Tuesday, November 27, 2012

Today on "Kresta in the Afternoon" - November 27, 2012

Talking about the "things that matter most" on Nov. 27

4:00 – Supreme Court orders lower court to hear challenge to HHS mandate
In a significant ruling for Obamacare and the HHS mandates, The United States Supreme Court has ordered the 4th Circuit Court of Appeals to hear Liberty University’s challenge to the constitutionality of the HHS mandate. The appeals court had previously declined to hear the challenge. The Dean of Liberty University Law School, Matthew Staver, joins us to explain.

4:20 – New UN Document on World Population Continues High-Pressure Push for a Universal Human Right to Abortion
“The State of World Population 2012,” a new report by the United Nations Population Fund, has attracted criticism from pro-life advocates because of its emphasis on contraception and abortion as a fundamental human right. The report calls upon nations to “promote family planning as a right, the exercise of which enables the attainment of a whole range of other rights. All human beings—regardless of age, sex, race or income—are equal in dignity and rights,” the report adds. “Yet 222 million women in developing countries are unable to exercise the human right to voluntary family planning.” Susan Yoshihara, a UN watchdog from the Catholic Family and Human Rights Institute joins us.

4:40 – AP Exclusive: Memos show US hushed up Soviet crime
The American POWs sent secret coded messages to Washington with news of a Soviet atrocity: In 1943 they saw rows of corpses in an advanced state of decay in the Katyn forest, on the western edge of Russia, proof that the killers could not have been the Nazis who had only recently occupied the area. Documents released recently and seen in advance by The Associated Press lend weight to the belief that suppression within the highest levels of the U.S. government helped cover up Soviet guilt in the killing of some 22,000 Polish officers and other prisoners in the Katyn forest and other locations in 1940. We talk to the man who wrote the book on it – literally – Ken Koskodan.

5:00 – Wife of slain West Bloomfield police officer: Catholic faith sustaining me
Amy O’Rourke, is a mother of four and a member of St.
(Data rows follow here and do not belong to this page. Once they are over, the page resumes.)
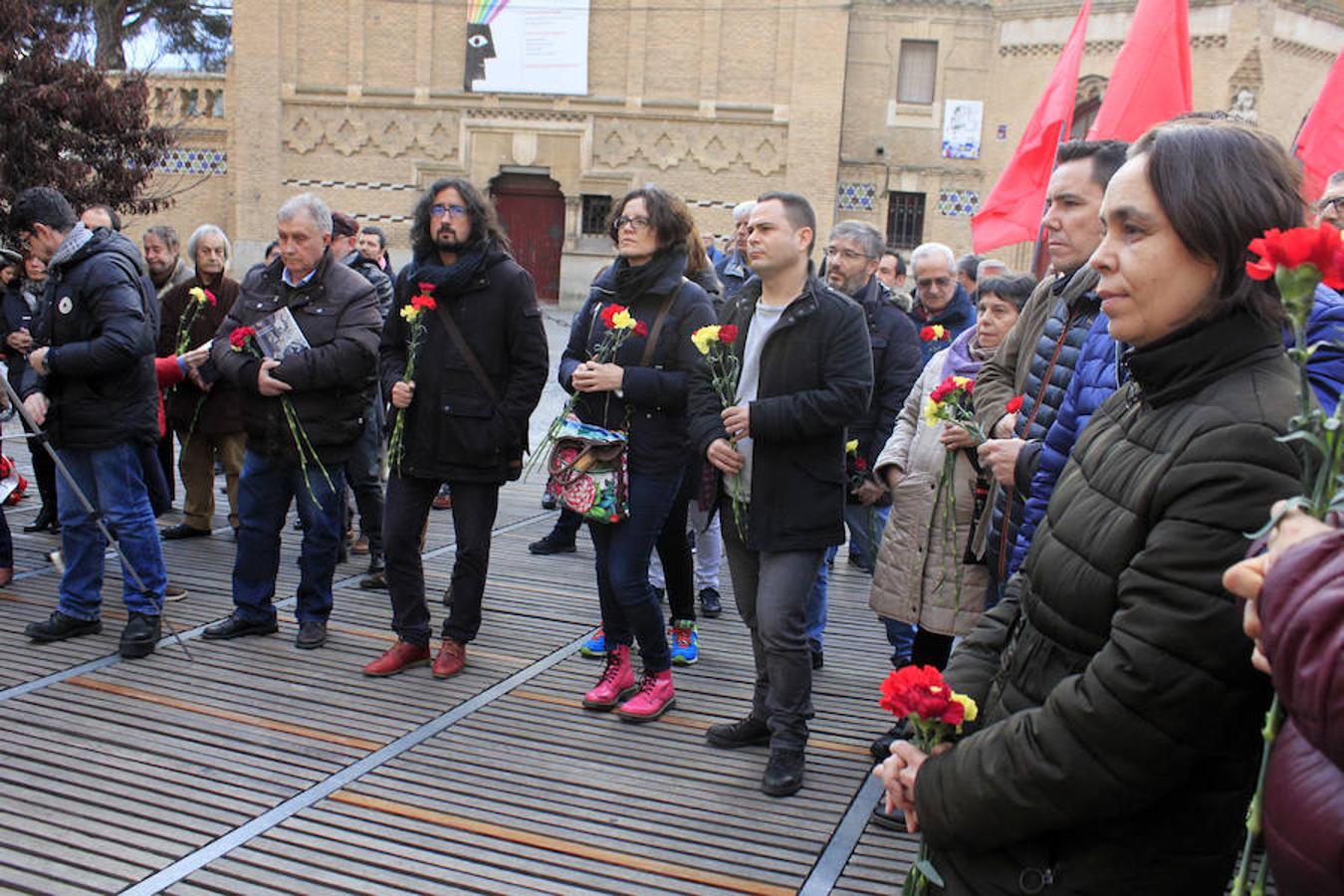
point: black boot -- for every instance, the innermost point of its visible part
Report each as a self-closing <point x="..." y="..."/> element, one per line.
<point x="784" y="773"/>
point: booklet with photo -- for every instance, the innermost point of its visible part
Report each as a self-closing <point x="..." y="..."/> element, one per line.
<point x="279" y="335"/>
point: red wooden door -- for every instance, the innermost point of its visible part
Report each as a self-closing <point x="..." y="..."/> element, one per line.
<point x="531" y="208"/>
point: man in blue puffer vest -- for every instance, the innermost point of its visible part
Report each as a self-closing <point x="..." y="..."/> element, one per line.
<point x="1037" y="357"/>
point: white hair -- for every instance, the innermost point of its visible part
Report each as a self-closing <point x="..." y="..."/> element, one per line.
<point x="208" y="230"/>
<point x="924" y="250"/>
<point x="991" y="268"/>
<point x="310" y="203"/>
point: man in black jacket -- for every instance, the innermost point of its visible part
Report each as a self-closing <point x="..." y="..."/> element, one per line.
<point x="92" y="379"/>
<point x="806" y="372"/>
<point x="316" y="396"/>
<point x="479" y="371"/>
<point x="852" y="256"/>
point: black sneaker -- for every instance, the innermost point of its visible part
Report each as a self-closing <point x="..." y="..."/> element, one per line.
<point x="312" y="634"/>
<point x="784" y="773"/>
<point x="711" y="604"/>
<point x="745" y="733"/>
<point x="60" y="626"/>
<point x="894" y="819"/>
<point x="237" y="627"/>
<point x="552" y="545"/>
<point x="140" y="635"/>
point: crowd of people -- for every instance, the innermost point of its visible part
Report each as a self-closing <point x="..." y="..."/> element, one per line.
<point x="1044" y="480"/>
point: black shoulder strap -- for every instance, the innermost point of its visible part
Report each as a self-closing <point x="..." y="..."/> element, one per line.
<point x="659" y="322"/>
<point x="465" y="350"/>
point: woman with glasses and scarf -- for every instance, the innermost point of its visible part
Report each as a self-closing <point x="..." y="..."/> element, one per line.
<point x="641" y="391"/>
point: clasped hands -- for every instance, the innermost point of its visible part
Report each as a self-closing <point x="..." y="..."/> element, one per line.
<point x="898" y="776"/>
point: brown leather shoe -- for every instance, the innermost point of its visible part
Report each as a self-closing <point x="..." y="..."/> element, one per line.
<point x="402" y="656"/>
<point x="450" y="660"/>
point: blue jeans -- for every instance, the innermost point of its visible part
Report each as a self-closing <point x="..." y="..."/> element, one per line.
<point x="866" y="526"/>
<point x="629" y="610"/>
<point x="265" y="489"/>
<point x="114" y="483"/>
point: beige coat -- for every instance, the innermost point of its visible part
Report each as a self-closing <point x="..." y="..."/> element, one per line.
<point x="918" y="569"/>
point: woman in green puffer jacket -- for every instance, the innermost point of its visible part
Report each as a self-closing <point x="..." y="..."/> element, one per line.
<point x="1118" y="731"/>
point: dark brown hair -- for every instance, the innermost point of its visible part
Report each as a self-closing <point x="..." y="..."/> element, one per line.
<point x="668" y="215"/>
<point x="1199" y="171"/>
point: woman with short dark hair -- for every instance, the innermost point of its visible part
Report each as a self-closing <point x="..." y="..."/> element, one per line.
<point x="1118" y="731"/>
<point x="642" y="391"/>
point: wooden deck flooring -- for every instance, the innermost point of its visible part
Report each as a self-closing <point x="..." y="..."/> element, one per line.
<point x="253" y="768"/>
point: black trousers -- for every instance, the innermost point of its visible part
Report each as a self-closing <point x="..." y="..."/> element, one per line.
<point x="405" y="514"/>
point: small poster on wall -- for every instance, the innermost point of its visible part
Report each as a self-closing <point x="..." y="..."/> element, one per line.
<point x="961" y="121"/>
<point x="526" y="46"/>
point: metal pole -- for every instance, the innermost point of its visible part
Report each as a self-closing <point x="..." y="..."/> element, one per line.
<point x="41" y="437"/>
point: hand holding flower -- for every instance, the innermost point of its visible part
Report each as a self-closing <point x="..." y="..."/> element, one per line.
<point x="268" y="384"/>
<point x="402" y="394"/>
<point x="737" y="421"/>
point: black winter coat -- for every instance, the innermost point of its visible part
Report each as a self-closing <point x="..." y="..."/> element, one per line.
<point x="453" y="429"/>
<point x="1120" y="715"/>
<point x="653" y="398"/>
<point x="101" y="320"/>
<point x="897" y="362"/>
<point x="337" y="312"/>
<point x="816" y="376"/>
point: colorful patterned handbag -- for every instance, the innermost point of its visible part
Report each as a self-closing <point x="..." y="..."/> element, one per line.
<point x="587" y="470"/>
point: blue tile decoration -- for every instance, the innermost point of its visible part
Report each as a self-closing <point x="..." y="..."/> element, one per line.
<point x="194" y="161"/>
<point x="856" y="196"/>
<point x="959" y="203"/>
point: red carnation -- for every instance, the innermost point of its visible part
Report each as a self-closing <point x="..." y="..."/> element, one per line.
<point x="1316" y="246"/>
<point x="241" y="336"/>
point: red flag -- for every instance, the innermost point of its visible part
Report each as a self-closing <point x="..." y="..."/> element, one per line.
<point x="1013" y="208"/>
<point x="1151" y="81"/>
<point x="1320" y="142"/>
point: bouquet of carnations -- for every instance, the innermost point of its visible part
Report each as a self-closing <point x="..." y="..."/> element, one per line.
<point x="1298" y="260"/>
<point x="715" y="344"/>
<point x="414" y="316"/>
<point x="244" y="338"/>
<point x="936" y="714"/>
<point x="620" y="327"/>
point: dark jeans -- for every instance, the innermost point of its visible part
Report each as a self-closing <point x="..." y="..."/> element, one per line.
<point x="361" y="476"/>
<point x="629" y="610"/>
<point x="43" y="470"/>
<point x="678" y="568"/>
<point x="407" y="507"/>
<point x="772" y="590"/>
<point x="265" y="491"/>
<point x="114" y="484"/>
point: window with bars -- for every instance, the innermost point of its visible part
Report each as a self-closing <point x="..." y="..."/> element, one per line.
<point x="595" y="211"/>
<point x="905" y="219"/>
<point x="917" y="73"/>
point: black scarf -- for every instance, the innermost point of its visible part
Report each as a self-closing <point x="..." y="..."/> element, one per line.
<point x="453" y="277"/>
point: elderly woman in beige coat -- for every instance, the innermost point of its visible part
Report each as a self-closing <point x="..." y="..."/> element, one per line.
<point x="922" y="575"/>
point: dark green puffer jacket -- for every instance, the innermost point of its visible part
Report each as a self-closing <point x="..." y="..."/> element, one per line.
<point x="1120" y="720"/>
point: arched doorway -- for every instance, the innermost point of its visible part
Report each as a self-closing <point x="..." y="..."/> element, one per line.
<point x="531" y="207"/>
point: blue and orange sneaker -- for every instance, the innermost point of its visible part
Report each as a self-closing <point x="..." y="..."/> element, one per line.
<point x="595" y="646"/>
<point x="684" y="641"/>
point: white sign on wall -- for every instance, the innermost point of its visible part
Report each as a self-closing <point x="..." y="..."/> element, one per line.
<point x="961" y="121"/>
<point x="527" y="46"/>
John the Evangelist Catholic Church in Fenton, MI. She is also the wife police officer Patrick O’Rourke who was killed last month after being shot during a standoff late at a home in West Bloomfield, MI. The 39-year-old’s funeral was attended by thousands of friends, family and fellow force members. Amy joined us by phone shortly after the funeral but today’s sits with us in studio because she wants people to know that her husband would want people to know that he forgives the gunman who shot and killed him and “that he would want the light of Christ, the love of Christ, to shine out of him right now.” She joins us to share her husband’s life, faith and memories.